In late April, Komodo Health, a health care technology company, analyzed the billing records of 320 million U.S. patients. Not surprisingly, it found that the steepest declines in cancer screenings have occurred in coronavirus hot spots like New York, Massachusetts and California, although testing is down significantly nationwide.
"We've spent the last 30 years building up a health care system that's designed to screen and treat chronic disease, and then we shut down the whole thing in a matter of days, in some cases,” says Arif Nathoo, Komodo Health cofounder and chief executive. “Diagnostic screenings are down, new diagnoses are down, even monitoring of already diagnosed cancer patients is down. People are more afraid of the virus than they are afraid of cancer."

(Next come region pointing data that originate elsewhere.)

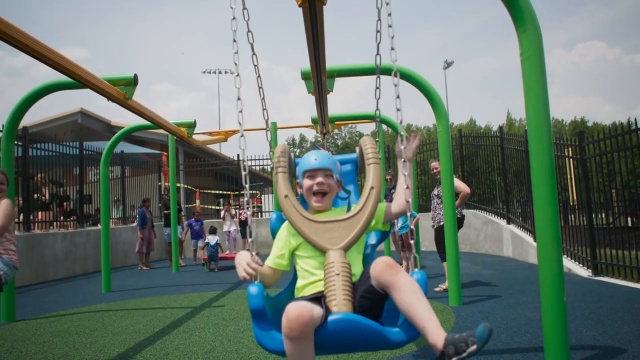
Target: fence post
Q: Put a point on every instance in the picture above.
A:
(586, 190)
(527, 175)
(160, 189)
(80, 191)
(505, 183)
(123, 185)
(27, 196)
(461, 154)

Kathleen Gundry, director of the Department of Breast Imaging at Grady Memorial Hospital in Atlanta, says her group went from doing a thousand mammograms and other screenings every month to cutting all appointments except for tests to confirm a diagnosis of breast cancer. That's a lot of people to try to fit back into the schedule starting this month, as routine screenings resume.
"This is the problem that everybody is talking about. We can't properly clean the exam rooms and social distance, especially in the waiting areas, without seeing fewer patients per day,” she says.
She's also concerned about protecting her staff. “I'm a radiologist, I'm looking at films. I don't have a ton of interaction with patients, but my technologists are basically giving patients hugs [while positioning them for mammograms]. There's a lot of close contact and a lot of potential exposure for them.”